My point was that the check for isUndef() in that function is not longer needed because you check in advance if N1 is undef.

zvi marked 6 inline comments as done.Oct 22 2016, 2:34 AM
zvi added inline comments.
lib/CodeGen/SelectionDAG/DAGCombiner.cpp
13785–13793

You're right and I will improve this.

andreadb accepted this revision.Oct 22 2016, 3:13 AM
andreadb edited edge metadata.
This revision is now accepted and ready to land.Oct 22 2016, 3:13 AM
zvi updated this revision to Diff 75533.Oct 22 2016, 11:38 AM
zvi edited edge metadata.

Removed the check for undef from isAnyConstantBuildVector()

RKSimon added inline comments.Oct 23 2016, 1:40 AM
lib/CodeGen/SelectionDAG/DAGCombiner.cpp
7755

If possible, do this change (along with the addition of isAnyConstantBuildVector) as a separate NFC pre-commit?

13936–13937

Remove the outer braces to match style guide.

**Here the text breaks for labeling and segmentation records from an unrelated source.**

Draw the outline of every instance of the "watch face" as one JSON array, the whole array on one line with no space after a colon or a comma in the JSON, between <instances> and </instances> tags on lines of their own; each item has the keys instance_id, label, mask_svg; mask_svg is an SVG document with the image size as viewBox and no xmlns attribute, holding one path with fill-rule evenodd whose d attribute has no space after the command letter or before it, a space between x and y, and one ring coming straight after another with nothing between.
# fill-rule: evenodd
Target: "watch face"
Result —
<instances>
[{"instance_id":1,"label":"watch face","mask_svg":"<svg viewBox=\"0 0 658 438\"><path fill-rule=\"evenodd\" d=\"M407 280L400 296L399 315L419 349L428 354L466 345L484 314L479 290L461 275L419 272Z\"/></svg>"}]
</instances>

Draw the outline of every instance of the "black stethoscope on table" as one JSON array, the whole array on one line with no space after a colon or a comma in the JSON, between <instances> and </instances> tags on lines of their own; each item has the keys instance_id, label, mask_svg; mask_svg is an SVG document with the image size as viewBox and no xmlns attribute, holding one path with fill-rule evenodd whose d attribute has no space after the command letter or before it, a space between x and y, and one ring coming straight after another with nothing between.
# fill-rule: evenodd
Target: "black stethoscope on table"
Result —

zvi added inline comments.Oct 23 2016, 2:11 AM
lib/CodeGen/SelectionDAG/DAGCombiner.cpp
7755

sure

13936–13937

ok

zvi updated this revision to Diff 75543.Oct 23 2016, 2:14 AM

Fixes for @RKSimon's comments.

RKSimon accepted this revision.Oct 23 2016, 2:36 AM
RKSimon edited edge metadata.

LGTM

This revision was automatically updated to reflect the committed changes.